Por Luis Ignacio PARADA
Actualizado:

No pienso ver la película más mercantilizada de todos los tiempos. Tengo el firme propósito de no leer ninguno de los cuatro libros de Joanne K. Rowling de los que ya se han vendido 120 millones de ejemplares. No caeré en la tentación de entrar en ninguna de las 46.332 páginas que hay en Internet. No quiero caer en la pottermanía, la mayor de las estrategias de marketing, merchandising y franquicias de la historia. Me importa un rábano el aprendiz de brujo, el descubridor de la Cámara Secreta, el liberador del prisionero de Azcabán, el mequetrefe que acepta los desafíos del Cáliz de Fuego. Además, ya sé de qué va a tratar el quinto libro que está por escribir: de una sociedad secreta llamada Órden del Fénix, donde Hermione será nombrada Prefecta. También sé lo que ocurrirá en el sexto, todavía sin concebir: Harry encontrará la Llama Verde que cura el bien y mata el mal, y vivirá su primer amor.

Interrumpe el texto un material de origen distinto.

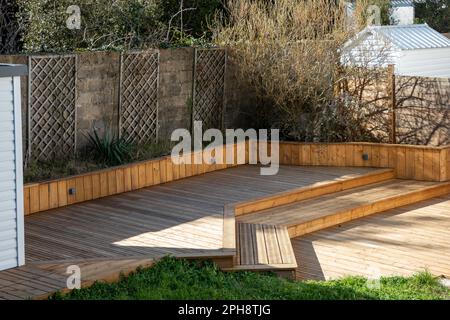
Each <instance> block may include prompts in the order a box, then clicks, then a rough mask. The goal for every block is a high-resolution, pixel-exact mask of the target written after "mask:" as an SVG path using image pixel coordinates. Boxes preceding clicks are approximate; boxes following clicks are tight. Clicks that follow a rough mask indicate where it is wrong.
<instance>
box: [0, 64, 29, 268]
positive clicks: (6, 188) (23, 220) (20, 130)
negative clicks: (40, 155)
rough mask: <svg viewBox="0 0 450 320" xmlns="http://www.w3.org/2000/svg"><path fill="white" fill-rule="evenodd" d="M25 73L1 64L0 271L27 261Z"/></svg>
mask: <svg viewBox="0 0 450 320" xmlns="http://www.w3.org/2000/svg"><path fill="white" fill-rule="evenodd" d="M26 72H27V67H26V66H18V65H5V64H0V270H4V269H8V268H13V267H17V266H20V265H23V264H24V263H25V254H24V223H23V221H24V217H23V181H22V179H23V175H22V121H21V104H20V76H21V75H24V74H25V73H26Z"/></svg>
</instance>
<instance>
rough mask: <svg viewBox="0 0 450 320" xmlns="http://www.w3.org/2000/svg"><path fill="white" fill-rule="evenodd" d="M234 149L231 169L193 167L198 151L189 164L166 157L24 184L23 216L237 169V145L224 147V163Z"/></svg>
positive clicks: (205, 151) (204, 167) (202, 154)
mask: <svg viewBox="0 0 450 320" xmlns="http://www.w3.org/2000/svg"><path fill="white" fill-rule="evenodd" d="M233 147H234V164H232V165H227V164H206V163H203V164H193V163H194V161H193V159H194V157H201V156H203V154H202V152H201V151H200V152H195V153H194V152H193V153H189V154H187V155H186V158H189V157H190V158H191V163H192V164H174V163H172V160H171V157H170V156H166V157H162V158H158V159H152V160H148V161H142V162H138V163H132V164H127V165H123V166H119V167H113V168H108V169H105V170H100V171H94V172H89V173H86V174H82V175H77V176H71V177H67V178H61V179H57V180H51V181H44V182H39V183H31V184H26V185H25V186H24V212H25V215H28V214H32V213H36V212H40V211H45V210H49V209H55V208H59V207H64V206H66V205H71V204H74V203H80V202H83V201H88V200H93V199H98V198H102V197H107V196H111V195H115V194H120V193H123V192H128V191H133V190H138V189H141V188H145V187H149V186H154V185H158V184H162V183H166V182H170V181H175V180H179V179H183V178H187V177H192V176H196V175H200V174H203V173H206V172H211V171H216V170H222V169H225V168H228V167H232V166H236V165H237V164H236V163H237V158H236V154H237V144H235V145H234V146H230V147H226V146H224V147H223V156H224V159H226V155H227V152H230V151H231V150H230V148H233ZM203 152H207V150H204V151H203ZM212 155H214V153H212ZM223 163H226V162H225V161H223Z"/></svg>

No compraré videojuegos, camisetas, puzzles, platos, vasos. Ni juegos de cartas, muñecos de peluche, juegos del ahorcado, escobas voladoras, helados levitadores, diablillos negros de pimienta, cucarachas de chocolate, ranas de pistacho, ratones de helado, babosas de gelatina, tazas mordedoras, plumas de azúcar hilado. No me suscribiré al club de fans por la Web. No dejaré que me regalen un e-mail por participar en un chat. Ni haré click en el botón de abajo para entrar en el sorteo del sombrero seleccionador.

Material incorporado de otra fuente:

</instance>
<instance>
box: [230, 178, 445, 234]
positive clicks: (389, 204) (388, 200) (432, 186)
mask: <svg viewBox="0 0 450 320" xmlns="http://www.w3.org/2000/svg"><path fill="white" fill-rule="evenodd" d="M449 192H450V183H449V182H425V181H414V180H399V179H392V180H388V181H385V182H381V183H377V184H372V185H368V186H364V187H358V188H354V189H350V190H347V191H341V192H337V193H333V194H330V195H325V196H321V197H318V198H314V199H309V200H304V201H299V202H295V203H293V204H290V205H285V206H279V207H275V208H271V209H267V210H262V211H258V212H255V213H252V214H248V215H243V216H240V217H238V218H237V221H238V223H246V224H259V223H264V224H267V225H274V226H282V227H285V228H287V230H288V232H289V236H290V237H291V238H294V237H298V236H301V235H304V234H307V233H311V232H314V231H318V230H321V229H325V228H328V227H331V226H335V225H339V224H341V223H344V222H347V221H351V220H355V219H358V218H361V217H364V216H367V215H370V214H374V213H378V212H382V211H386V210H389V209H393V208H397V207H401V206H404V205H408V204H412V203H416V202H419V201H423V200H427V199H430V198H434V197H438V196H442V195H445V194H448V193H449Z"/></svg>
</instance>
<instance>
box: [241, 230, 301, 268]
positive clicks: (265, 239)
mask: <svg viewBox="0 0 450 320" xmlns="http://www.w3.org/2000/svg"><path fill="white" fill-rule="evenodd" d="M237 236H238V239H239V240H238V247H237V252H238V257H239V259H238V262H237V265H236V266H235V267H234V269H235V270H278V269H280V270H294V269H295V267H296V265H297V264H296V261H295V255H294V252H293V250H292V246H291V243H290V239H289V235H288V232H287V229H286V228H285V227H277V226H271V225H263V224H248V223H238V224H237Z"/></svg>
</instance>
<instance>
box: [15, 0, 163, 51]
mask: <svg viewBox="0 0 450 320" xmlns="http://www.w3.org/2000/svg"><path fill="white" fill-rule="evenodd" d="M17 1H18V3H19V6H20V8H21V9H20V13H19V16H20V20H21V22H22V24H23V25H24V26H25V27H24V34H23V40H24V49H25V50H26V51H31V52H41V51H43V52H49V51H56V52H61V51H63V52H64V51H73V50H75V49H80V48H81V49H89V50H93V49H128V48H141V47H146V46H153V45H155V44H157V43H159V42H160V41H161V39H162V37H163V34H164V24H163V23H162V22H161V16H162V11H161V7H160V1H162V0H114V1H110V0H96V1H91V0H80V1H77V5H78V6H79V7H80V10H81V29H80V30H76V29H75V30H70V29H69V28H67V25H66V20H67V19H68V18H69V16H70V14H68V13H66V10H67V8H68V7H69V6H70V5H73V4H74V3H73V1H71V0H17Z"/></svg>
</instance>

Yo también fui campeón escolar de ese fútbol aéreo que se juega sobre escobas, encontré la piedra filosofal, pertenecí a una sociedad secreta, liberé a mis amigos de las garras de los dragones, custodié la Cámara donde se guardaba el Cáliz de Fuego, descubrí la Llama Verde del primer amor. No pienso ver Harry Potter ni leer ninguno de sus libros. No quiero que nadie se invente mi autobiografía. No estoy dispuesto a que me restrieguen por la cara los sueños que tuve de niño.